Come il protagonista di un insolito sogno. La fotografia di Teun Hocks è un sorriso ironico all’assurdità della vita

Si può rubare la luna, catturare note musicali con un retino o misurare il cielo con un metro da sarti?

Decisamente sì, se il proprio nome è Teun Hocks.

 

Teun Hocks, Untitled, digital work – Courtesy of Teun Hocks

 

Dagli anni settanta del Novecento questo celebre artista olandese (Leida, 1947) lavora sulle ambientazioni delle proprie fotografie costruendo vere e proprie mises en scène che hanno la suggestione del cinema muto e la forza espressiva della performance art.

Per Hocks la rappresentazione artistica è frutto di una profonda sinergia tra disegno, scenografia, performance, fotografia e pittura.
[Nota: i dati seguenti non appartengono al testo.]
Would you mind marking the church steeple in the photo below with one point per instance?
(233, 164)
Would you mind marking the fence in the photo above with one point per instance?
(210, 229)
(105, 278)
Esattamente in quest’ordine.

 

Teun Hocks, Untitled, digital work – Courtesy of Teun Hocks

 

Per prima cosa l’artista inizia con l’abbozzare, ad acquarello o a matita, un’idea di scena. Segue la creazione puntuale del set che viene concepito in ogni minimo dettaglio. A questo punto è giunto il momento, per l’artista, di prendere posto nella scenografia e di posare a seconda della trama prescelta. Hocks procede poi a fare una serie di autoscatti in bianco e nero con la sua Polaroid, dei quali ne verrà selezionato solo uno. Lo scatto definitivo viene stampato in grande formato, incollato su un supporto di alluminio e dipinto con colori a olio che ricordano, sia per tonalità ovattate che per pennellate, i maestri della scuola fiamminga.

Nelle diverse scene Hocks è sempre il protagonista assoluto. La sua presenza semiseria, surreale, a volte incantata costruisce “storie istantanee” che si rivolgono allo spettatore con una leggerezza e un’ironia di altri tempi. Generalmente prive di titolo, le opere di Hocks dipingono le contraddizioni dell’essere umano, la sua impossibilità di far fronte ai piccoli drammi quotidiani, la casualità del fallimento.

 

Teun Hocks, Untitled, analogue work – Courtesy of Teun Hocks

 

Non esiste giudizio né soluzione, semplicemente una marcata compassione verso la fragilità umana che acquisisce una dimensione poetica nella malinconia di fondo.

Una condizione nella quale l’artista ci è profondamente vicino e sembra sorriderne assieme a noi.